The last two weeks have been a roller coaster. This morning I sit with our newly diagnosed “diabetic” cat, the smaller, brown and white one, whom I shall call Brownie, sprawled across my lap. His steady purr rumbles gently, his tail languidly lifts and curls, and his paws knead the air. Breakfast time and the prick of the morning insulin dose have been accomplished and I, too, can relax.
The big white cat (“Fluffy”), the one who’s suffered recurring bouts of prolonged, extreme digestive illness over the last two years, dozes in the sun in my bedroom.
Brownie leaves my lap and strolls toward the kitchen. Thinking he might be hungry, I follow him, open the fridge door, and ask if he wants food. Big-eyed, he slinks into the other room and crouches in a far corner. It belatedly occurs to me that he may associate the refrigerator with insulin. They learn so fast.
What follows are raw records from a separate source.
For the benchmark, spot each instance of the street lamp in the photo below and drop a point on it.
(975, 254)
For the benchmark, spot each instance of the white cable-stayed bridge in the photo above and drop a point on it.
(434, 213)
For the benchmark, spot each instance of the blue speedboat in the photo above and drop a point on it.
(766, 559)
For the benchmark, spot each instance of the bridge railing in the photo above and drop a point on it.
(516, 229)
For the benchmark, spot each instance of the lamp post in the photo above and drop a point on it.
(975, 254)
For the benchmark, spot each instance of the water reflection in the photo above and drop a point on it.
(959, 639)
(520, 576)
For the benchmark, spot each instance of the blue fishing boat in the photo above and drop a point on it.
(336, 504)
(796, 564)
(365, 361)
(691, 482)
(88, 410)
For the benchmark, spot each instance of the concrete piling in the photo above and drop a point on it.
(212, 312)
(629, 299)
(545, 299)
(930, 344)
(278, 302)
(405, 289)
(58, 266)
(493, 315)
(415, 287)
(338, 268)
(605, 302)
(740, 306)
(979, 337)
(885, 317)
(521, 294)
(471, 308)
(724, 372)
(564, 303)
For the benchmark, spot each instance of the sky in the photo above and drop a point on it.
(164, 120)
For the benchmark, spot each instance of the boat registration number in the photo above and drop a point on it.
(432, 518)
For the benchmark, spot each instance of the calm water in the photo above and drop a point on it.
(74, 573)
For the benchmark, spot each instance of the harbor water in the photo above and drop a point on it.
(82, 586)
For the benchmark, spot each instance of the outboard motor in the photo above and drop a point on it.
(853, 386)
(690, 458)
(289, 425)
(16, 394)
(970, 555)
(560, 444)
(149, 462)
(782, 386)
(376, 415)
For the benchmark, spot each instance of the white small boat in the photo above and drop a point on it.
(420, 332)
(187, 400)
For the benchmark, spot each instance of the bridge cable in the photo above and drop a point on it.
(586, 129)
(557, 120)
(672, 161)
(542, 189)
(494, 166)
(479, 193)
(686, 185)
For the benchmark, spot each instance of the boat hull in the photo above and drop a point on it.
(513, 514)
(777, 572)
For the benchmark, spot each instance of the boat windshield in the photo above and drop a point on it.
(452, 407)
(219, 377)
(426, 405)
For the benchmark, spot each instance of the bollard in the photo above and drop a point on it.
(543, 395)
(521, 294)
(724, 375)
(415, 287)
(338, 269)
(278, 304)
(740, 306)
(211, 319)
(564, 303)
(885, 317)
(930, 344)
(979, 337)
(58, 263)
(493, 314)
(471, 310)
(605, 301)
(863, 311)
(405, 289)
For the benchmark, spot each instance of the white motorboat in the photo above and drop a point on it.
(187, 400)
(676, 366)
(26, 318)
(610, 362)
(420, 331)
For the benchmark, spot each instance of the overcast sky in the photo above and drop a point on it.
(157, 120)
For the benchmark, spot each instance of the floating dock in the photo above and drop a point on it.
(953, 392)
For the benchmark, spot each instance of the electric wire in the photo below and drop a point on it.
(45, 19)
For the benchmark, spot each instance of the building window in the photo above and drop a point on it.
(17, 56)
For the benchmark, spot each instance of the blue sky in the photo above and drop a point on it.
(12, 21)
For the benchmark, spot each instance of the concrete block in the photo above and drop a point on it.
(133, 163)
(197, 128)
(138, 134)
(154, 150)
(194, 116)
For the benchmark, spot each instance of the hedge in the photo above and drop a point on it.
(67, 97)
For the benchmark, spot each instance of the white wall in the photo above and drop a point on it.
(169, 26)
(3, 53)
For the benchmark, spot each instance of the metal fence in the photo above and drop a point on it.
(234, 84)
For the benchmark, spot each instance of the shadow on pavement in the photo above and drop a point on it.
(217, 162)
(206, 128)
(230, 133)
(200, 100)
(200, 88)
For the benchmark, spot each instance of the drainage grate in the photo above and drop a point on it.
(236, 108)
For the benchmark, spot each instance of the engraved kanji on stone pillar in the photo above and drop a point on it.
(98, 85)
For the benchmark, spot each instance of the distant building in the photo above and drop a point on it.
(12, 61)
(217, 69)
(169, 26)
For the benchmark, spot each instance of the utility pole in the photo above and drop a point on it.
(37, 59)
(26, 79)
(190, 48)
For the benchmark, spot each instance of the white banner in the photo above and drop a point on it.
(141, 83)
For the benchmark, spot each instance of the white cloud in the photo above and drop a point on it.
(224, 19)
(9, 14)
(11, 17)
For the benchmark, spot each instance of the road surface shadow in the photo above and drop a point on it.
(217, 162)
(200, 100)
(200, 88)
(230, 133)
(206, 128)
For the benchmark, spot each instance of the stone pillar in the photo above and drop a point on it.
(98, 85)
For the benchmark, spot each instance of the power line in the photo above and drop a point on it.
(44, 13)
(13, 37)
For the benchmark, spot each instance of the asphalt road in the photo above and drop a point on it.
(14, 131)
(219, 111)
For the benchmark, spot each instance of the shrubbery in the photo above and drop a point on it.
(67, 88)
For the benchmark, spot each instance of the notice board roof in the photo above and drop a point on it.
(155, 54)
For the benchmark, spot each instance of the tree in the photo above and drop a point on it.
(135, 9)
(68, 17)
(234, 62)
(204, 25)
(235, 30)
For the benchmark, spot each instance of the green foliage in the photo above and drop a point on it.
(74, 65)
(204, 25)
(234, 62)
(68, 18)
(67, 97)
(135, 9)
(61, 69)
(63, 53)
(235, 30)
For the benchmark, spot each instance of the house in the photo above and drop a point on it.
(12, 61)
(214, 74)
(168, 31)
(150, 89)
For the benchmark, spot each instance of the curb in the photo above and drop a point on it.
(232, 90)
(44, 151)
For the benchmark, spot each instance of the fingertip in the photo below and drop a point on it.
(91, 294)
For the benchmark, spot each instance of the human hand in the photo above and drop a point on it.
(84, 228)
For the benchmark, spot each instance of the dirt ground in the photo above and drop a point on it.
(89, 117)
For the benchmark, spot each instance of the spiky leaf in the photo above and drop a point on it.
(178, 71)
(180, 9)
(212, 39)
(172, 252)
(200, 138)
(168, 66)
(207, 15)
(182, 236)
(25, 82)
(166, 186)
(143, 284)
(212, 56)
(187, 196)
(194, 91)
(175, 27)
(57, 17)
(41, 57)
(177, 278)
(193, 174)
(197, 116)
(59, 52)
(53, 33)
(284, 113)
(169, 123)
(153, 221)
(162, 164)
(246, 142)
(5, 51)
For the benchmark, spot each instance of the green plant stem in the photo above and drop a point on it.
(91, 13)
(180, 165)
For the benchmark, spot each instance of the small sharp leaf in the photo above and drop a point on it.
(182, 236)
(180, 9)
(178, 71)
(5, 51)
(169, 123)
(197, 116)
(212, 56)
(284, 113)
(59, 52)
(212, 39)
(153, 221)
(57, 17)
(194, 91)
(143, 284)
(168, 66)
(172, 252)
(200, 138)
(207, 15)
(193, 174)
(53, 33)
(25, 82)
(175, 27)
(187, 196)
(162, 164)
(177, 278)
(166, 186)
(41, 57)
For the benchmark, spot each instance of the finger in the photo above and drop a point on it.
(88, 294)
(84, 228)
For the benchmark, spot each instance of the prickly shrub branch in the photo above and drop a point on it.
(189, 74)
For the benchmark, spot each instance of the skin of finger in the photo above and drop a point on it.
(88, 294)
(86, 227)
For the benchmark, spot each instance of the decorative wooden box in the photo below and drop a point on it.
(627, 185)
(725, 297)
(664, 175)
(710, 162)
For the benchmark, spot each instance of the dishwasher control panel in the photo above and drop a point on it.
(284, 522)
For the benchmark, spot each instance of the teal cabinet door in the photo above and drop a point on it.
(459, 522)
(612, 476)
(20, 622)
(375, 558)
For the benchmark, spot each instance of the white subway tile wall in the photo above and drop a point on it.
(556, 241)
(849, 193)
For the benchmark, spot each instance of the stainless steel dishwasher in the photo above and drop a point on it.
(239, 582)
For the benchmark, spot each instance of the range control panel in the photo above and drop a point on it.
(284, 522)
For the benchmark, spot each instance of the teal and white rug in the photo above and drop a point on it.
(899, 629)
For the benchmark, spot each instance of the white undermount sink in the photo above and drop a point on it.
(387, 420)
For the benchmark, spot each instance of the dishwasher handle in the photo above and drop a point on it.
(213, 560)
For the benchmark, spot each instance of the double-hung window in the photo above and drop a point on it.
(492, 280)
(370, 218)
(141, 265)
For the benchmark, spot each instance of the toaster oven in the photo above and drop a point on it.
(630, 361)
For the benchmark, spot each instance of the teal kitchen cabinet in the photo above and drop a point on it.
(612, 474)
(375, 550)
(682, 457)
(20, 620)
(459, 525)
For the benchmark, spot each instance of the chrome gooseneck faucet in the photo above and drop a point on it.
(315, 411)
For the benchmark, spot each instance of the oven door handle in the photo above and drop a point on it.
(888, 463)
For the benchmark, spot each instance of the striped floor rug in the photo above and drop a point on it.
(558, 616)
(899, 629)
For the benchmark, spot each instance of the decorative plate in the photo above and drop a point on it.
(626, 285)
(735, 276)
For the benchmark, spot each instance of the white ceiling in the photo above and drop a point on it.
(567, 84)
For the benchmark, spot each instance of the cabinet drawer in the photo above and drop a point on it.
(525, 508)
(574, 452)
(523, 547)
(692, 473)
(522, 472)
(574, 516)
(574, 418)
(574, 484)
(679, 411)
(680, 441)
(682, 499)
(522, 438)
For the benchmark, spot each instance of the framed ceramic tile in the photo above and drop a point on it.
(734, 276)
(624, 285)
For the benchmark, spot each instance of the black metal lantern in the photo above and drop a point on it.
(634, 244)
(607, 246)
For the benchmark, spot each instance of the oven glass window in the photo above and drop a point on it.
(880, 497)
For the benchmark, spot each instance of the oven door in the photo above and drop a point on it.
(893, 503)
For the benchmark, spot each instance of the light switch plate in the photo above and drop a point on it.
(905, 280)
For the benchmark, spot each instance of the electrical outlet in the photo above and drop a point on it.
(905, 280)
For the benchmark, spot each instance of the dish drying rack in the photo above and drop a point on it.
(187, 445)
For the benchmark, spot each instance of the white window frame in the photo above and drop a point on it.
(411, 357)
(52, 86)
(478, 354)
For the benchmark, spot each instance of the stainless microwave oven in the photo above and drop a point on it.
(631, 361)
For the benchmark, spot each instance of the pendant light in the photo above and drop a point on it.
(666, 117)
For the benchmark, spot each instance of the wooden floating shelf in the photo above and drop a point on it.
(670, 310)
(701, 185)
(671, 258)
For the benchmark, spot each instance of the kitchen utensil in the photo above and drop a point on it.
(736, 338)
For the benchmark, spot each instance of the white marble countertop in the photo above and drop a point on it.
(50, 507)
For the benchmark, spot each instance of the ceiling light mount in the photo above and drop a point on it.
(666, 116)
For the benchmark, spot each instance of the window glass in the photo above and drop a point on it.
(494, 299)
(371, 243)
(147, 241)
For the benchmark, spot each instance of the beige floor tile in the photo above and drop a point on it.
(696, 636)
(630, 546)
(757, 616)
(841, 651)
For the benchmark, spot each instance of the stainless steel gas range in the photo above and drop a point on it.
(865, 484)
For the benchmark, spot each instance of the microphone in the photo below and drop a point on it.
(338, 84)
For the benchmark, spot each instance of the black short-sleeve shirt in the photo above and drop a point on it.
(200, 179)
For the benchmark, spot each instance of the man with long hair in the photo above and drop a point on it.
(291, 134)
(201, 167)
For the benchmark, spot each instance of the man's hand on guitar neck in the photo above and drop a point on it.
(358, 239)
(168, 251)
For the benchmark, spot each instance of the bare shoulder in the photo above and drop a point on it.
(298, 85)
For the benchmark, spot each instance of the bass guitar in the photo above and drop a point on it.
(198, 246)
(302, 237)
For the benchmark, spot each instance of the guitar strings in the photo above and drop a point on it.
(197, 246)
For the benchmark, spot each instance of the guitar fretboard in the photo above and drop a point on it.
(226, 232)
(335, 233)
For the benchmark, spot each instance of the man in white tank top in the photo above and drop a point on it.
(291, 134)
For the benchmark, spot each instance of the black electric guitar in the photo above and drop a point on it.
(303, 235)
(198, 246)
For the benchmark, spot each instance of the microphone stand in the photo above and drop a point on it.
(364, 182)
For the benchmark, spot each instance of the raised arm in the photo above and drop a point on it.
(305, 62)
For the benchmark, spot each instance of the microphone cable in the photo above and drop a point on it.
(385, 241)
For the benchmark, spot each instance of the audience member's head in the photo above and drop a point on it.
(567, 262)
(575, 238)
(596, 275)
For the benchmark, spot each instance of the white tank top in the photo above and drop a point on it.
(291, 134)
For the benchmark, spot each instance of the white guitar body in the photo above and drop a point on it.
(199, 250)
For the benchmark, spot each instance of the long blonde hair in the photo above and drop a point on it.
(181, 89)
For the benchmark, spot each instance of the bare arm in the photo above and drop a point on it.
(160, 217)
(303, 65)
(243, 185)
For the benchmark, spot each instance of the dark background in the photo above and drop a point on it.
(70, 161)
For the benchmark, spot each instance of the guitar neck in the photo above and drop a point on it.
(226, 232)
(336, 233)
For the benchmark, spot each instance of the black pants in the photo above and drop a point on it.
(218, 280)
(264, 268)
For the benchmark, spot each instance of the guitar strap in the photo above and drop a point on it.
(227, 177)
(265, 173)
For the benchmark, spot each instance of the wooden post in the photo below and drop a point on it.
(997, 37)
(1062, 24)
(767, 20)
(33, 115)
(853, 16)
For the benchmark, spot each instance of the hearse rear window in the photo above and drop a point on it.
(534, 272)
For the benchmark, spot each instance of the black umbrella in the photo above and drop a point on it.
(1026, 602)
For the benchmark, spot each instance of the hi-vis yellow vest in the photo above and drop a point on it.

Still, his skittishness is much improved from Saturday morning when he hid for twenty minutes while I looked repeatedly beneath three different beds on two different floors when it was time to give insulin.
Now, when I ignore him and sit, he quickly returns to my lap and relaxes, purring.
I feel as if whatever honing is being done to me has increased in intensity in the last few weeks. I’m neither resigned nor particularly accepting toward this. Instead, I am moving through it the way a knight of old might have moved through his early training. Learning to maneuver in the heavy, clanking armor, to battle on foot and from horse, taking blows upon head and chest that would’ve killed him had he not been suited up.
Unbeknownst to me, have I suited up for this battle, if battle it is? This honing of the sword that I am, a weapon of the light, has been taking place in a crucible of yawn-inducing ordinariness. My mundane life, with all its human peaks and valleys, seems a bland canvas upon which I’m envisioning this battle royale.
And yet…For all I know, for each of us who struggles to invite inner peace no matter the outer turmoil, for each of us who moves through our challenges with as much dignity and courage as we can, perhaps one more light sparks in the Multiverse. Perhaps when one more warrior is knighted, or one more weary human is polished to a bright edge as sharp and shiny as any jewel-encrusted sword, the All That Is places another check on an unfathomable tally toward an unimaginable balance only It can know.
Sitting with Brownie in my lap doesn’t feel like the aftermath of battle, but I sense it may be exactly that. And like any savvy warrior who’s given leave to rest, I remove my dented, slightly rusty armor, sheathe my nicked sword in its scabbard, and hug my cat. It’s Christmas Day, and at this moment, I have peace.